I was writing a script for a rather complex series of checks on a website. I wanted to do what I thought would be simple. I wanted to grab the website headers and parse them to check if a site was WordPress or not.

That was a weird and wild trip.

In theory, this is all the code you need:

filter_var($url, FILTER_VALIDATE_URL)

But as it turns out, that’s actually not the best thing! I started using it but found that I could break it pretty easily and, since I was writing a tool I knew would be used by end-users (who are exceptionally creative when it comes to breaking things), I googled around and found this blog post on Why URL validation with filter_var might not be a good idea.
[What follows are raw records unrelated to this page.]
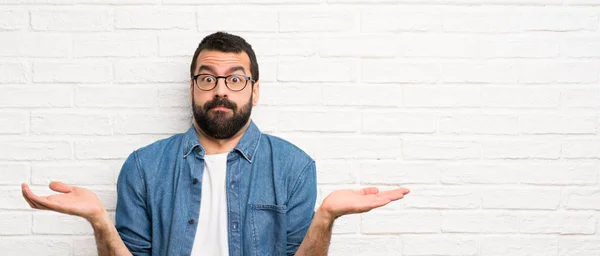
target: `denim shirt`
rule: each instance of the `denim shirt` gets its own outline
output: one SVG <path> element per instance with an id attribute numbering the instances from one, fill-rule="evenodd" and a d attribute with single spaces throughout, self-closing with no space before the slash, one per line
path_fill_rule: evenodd
<path id="1" fill-rule="evenodd" d="M 190 255 L 205 151 L 194 127 L 133 152 L 117 182 L 116 228 L 133 255 Z M 229 255 L 293 255 L 314 215 L 315 162 L 251 122 L 227 156 Z"/>

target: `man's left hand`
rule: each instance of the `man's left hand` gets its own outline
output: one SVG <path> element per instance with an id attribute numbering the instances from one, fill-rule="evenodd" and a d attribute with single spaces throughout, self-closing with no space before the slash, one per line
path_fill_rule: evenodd
<path id="1" fill-rule="evenodd" d="M 325 217 L 335 220 L 342 215 L 368 212 L 384 206 L 392 201 L 402 199 L 409 192 L 410 190 L 407 188 L 380 192 L 376 187 L 360 190 L 336 190 L 323 200 L 319 211 Z"/>

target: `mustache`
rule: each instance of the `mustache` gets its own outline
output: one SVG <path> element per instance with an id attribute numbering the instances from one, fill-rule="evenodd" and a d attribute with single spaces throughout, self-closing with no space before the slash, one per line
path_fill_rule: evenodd
<path id="1" fill-rule="evenodd" d="M 235 111 L 237 109 L 237 104 L 229 101 L 226 98 L 217 98 L 204 103 L 204 110 L 206 111 L 216 107 L 226 107 Z"/>

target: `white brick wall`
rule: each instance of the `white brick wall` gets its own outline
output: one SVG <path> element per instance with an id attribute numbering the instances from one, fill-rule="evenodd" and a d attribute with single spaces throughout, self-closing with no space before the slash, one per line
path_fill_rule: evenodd
<path id="1" fill-rule="evenodd" d="M 125 157 L 187 129 L 217 30 L 254 46 L 254 120 L 317 160 L 319 202 L 412 189 L 340 218 L 331 255 L 600 255 L 597 0 L 0 1 L 0 254 L 96 254 L 19 184 L 114 213 Z"/>

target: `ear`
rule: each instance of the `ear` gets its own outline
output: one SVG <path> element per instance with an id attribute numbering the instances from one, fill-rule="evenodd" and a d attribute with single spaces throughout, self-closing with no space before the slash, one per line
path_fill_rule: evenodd
<path id="1" fill-rule="evenodd" d="M 258 103 L 258 98 L 260 96 L 260 83 L 256 81 L 252 88 L 252 106 L 256 106 Z"/>

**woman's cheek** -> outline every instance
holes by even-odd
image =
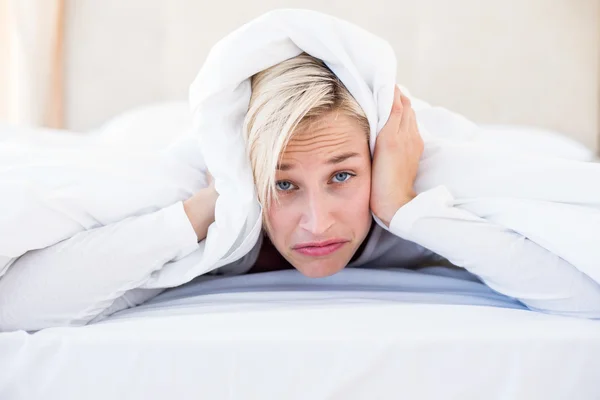
[[[371,179],[355,177],[338,190],[350,201],[368,204],[371,197]]]
[[[274,200],[267,212],[268,224],[273,231],[285,230],[288,224],[293,223],[294,205],[289,194],[279,197],[279,201]]]

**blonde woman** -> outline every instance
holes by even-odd
[[[243,258],[211,273],[296,268],[318,278],[346,267],[416,268],[447,258],[532,309],[600,317],[595,282],[569,293],[553,286],[557,276],[576,271],[564,260],[481,223],[443,192],[415,196],[423,142],[399,90],[371,158],[360,106],[322,61],[301,54],[252,78],[244,132],[265,235]],[[205,239],[217,197],[209,186],[158,212],[25,254],[0,280],[0,330],[86,324],[157,295],[136,288]],[[395,234],[375,224],[372,213]],[[132,236],[137,246],[124,249]],[[533,263],[547,265],[552,279],[523,274]]]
Yikes! All I was mad about was that FILTER_VALIDATE_URL thinks http://foo is okay, even when you tell it you want the damn host.
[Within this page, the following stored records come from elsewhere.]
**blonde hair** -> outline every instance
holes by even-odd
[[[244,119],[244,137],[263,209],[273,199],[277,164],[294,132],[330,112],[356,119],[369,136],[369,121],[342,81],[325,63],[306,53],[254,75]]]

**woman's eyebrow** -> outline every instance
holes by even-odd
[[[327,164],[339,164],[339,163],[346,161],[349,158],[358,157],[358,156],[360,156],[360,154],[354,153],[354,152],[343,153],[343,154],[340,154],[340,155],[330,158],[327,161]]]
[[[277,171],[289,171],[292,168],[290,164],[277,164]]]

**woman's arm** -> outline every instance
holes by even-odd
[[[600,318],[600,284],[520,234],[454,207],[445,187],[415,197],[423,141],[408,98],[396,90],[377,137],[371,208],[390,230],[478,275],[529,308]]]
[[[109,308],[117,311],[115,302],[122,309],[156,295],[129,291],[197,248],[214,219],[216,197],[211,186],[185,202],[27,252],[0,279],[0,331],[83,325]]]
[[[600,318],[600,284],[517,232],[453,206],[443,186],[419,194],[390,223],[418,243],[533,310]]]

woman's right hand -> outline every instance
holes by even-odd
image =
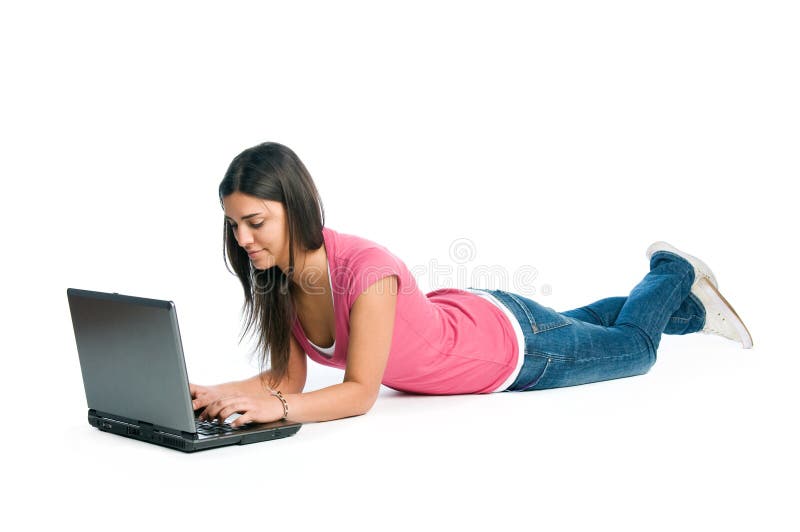
[[[216,384],[214,386],[201,386],[190,382],[189,391],[192,394],[192,408],[197,412],[205,409],[205,407],[218,399],[237,393],[238,390],[234,382]]]

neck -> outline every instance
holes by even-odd
[[[327,287],[328,254],[325,246],[295,255],[292,291],[303,297],[324,294]]]

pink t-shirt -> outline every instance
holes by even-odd
[[[487,299],[444,288],[423,294],[406,265],[385,247],[324,227],[336,315],[332,356],[306,338],[300,320],[292,333],[312,360],[345,369],[350,309],[370,285],[398,277],[397,308],[382,383],[405,392],[451,395],[506,389],[518,372],[519,346],[509,318]]]

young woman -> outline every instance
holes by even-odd
[[[238,413],[239,427],[355,416],[369,411],[381,384],[467,394],[641,375],[662,334],[712,333],[752,346],[708,266],[666,242],[649,247],[650,272],[628,297],[559,313],[504,290],[423,294],[388,249],[325,227],[311,176],[281,144],[239,154],[219,197],[225,254],[244,289],[245,333],[255,327],[263,371],[191,384],[202,419]],[[344,369],[344,381],[303,393],[306,356]]]

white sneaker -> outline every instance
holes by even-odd
[[[684,253],[675,246],[671,246],[666,242],[658,241],[658,242],[653,242],[652,244],[650,244],[650,247],[647,248],[647,258],[649,259],[650,255],[652,255],[656,251],[669,251],[670,253],[674,253],[679,257],[683,257],[689,262],[689,264],[694,266],[694,283],[692,284],[692,292],[694,292],[694,286],[697,285],[700,279],[704,277],[709,281],[711,281],[711,284],[714,285],[715,288],[717,287],[717,278],[714,277],[714,272],[711,271],[711,268],[708,267],[708,264],[698,259],[694,255],[689,255],[688,253]]]
[[[650,244],[647,248],[647,258],[649,259],[656,251],[674,253],[686,259],[694,267],[692,293],[700,300],[706,311],[706,321],[701,332],[717,334],[739,342],[745,349],[753,347],[750,332],[731,304],[719,293],[717,279],[705,262],[663,241]]]
[[[706,322],[702,332],[724,336],[741,343],[745,349],[753,347],[750,331],[747,330],[731,304],[722,297],[719,290],[708,279],[700,279],[700,282],[693,285],[692,293],[697,296],[706,309]]]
In the end I used this Strict URL Validator code but even then I had to wrap it around this:

	// Sanitize the URL
	$gettheurl  = (string) rtrim( filter_var($_POST['url'], FILTER_SANITIZE_URL), '/' );
	$gettheurl  = (string) $_POST['url'];

	if (preg_match("~^https://~i", $gettheurl)) {
		$gettheurl = "https://" . $gettheurl;
	} elseif (!preg_match("~^(?:f|ht)tp?://~i", $gettheurl)) {
	    $gettheurl = "http://" . $gettheurl;
	}

	// Is it a real URL? Call StrictURLValidator
	require_once 'StrictUrlValidator.php';

	if ( StrictUrlValidator::validate( $gettheurl, true, true ) === false ) { 

		// Do the needful
	}

In many ways, this makes some sense. What is and isn’t a URL can be tetchy to check. http://foo is real. I can use it locally. That’s why http://localhost can exist. And we can’t just say “if not .com/org/net” anymore (if we ever really could). But boy is my code clunky.